Long‑term factors driving the tech sector include the expansion of media platforms, the rise of AI and the increasing potential of cloud computing, says Scott Berg.

A little more than a decade ago, the investment universe of the tech sector was composed primarily of personal computers and software companies. However, this has changed in a relatively short space of time.

As large‑scale investors, we must grapple with this dynamic industry and also scrutinise lofty valuations in some areas. This is why our annual trip to Silicon Valley – where we meet with executives from the leading tech firms – is valuable for deepening insights into our investments in the sector.

A chief objective of such trips is to identify the long‑term secular forces at work. These need to be distinguished from the short‑term cyclical swings that may lead to profits or losses in a given quarter.

Among the long‑term factors that we believe will continue to drive the sector are the expansion of media platforms, the rise of artificial intelligence and the increasing potential of cloud computing.

Growth of media platforms

When we met Facebook – including Sheryl Sandberg – much of the discussion revolved around regulation and putting controls in place. We were able to gain more appreciation for the process, in terms of internal operations and how Facebook is interacting with external constituents to get where it needs to be. Clearly, it needs to address these issues, but we felt it understood and was tackling them. Outside this, we felt encouraged. There is a significant amount of work going on behind the scenes with more monetisation of activities.

Listening to the Instagram executive on Insta video, IGTV, monetising Instagram Stories, as well as the associated personalisation, gave us a much better sense of what is possible down the track.
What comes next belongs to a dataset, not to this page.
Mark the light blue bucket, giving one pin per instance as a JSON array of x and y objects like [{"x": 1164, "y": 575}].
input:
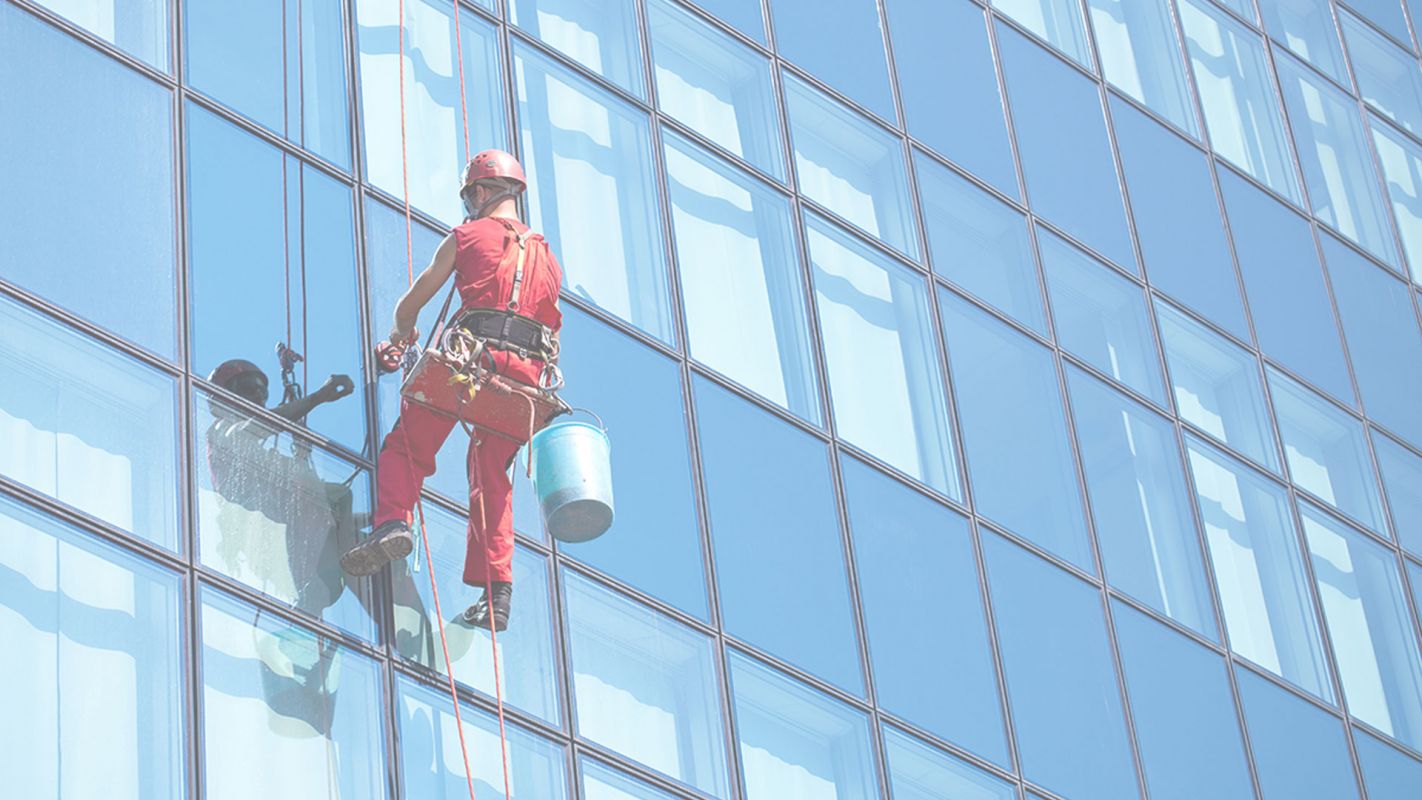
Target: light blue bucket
[{"x": 573, "y": 479}]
A meeting with their head of advertising also suggested that Stories could be a game changer. Top-line growth is not likely to slow and there is a chance of acceleration in a year or so.
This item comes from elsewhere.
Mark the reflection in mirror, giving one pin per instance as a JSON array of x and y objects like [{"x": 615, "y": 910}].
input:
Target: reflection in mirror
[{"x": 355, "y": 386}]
Netflix has become the largest video company in history, largely because its reach is unconstrained by infrastructure. This provides a key advantage over other firms that need to lay cables or set up broadcast towers. International expansion has allowed Netflix to spread the cost of high‑quality programming among a global subscriber base.

Rise of the machines

Machine learning and AI are the key themes for the next decade and beyond, with platform companies best placed to benefit.
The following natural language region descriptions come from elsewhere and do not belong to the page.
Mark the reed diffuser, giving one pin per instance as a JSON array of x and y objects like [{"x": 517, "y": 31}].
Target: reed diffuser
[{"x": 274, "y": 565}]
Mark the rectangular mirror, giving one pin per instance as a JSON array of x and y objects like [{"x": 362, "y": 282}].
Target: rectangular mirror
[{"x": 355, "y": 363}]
Analysing customer preferences is an example of how innovation is reshaping the economy. AI relies on computing resources, which are available to many firms through cloud computing services such as Alibaba Cloud, Amazon Web Services (AWS), and Azure.

But providing computers with the information needed to make decisions and perform tasks without human intervention – the branch of AI known as machine learning – also requires vast amounts of data. This is one reason why the biggest tech companies and internet platforms are taking the lead in developing machine learning‑based AI.

Workday is a cloud‑based provider of HR software. Workday’s product is constantly learning and its experience with millions of employee records means that it can now predict which workers are in danger of growing dissatisfied.

In our meeting with Workday, we had a real sense of the strength and durability of its cash flow. It was also apparent how powerful its analytics capabilities had become.

Head in the cloud

In almost every meeting, companies talked about the importance of the cloud. We have seen a transformation in the way that businesses collect and deploy information. Key to recent changes have been constantly updated cloud‑based software systems, which allow companies to integrate information in new ways.

While the impact of this change is perhaps most visible to consumers in the rise of online retailing, it is also touching other industries. We may even be on the cusp of financial companies moving data into the cloud. is at the leading edge of this transformation. Salesforce’s customer relationship management system, offered by subscription over the internet, allows companies to not only maintain records on current customers, but also to identify new prospects. Data then flows into revenue forecasts, inventory management and other parts of the enterprise.

Scott Berg is portfolio manager of the T. Rowe Price Global Growth Equity Fund.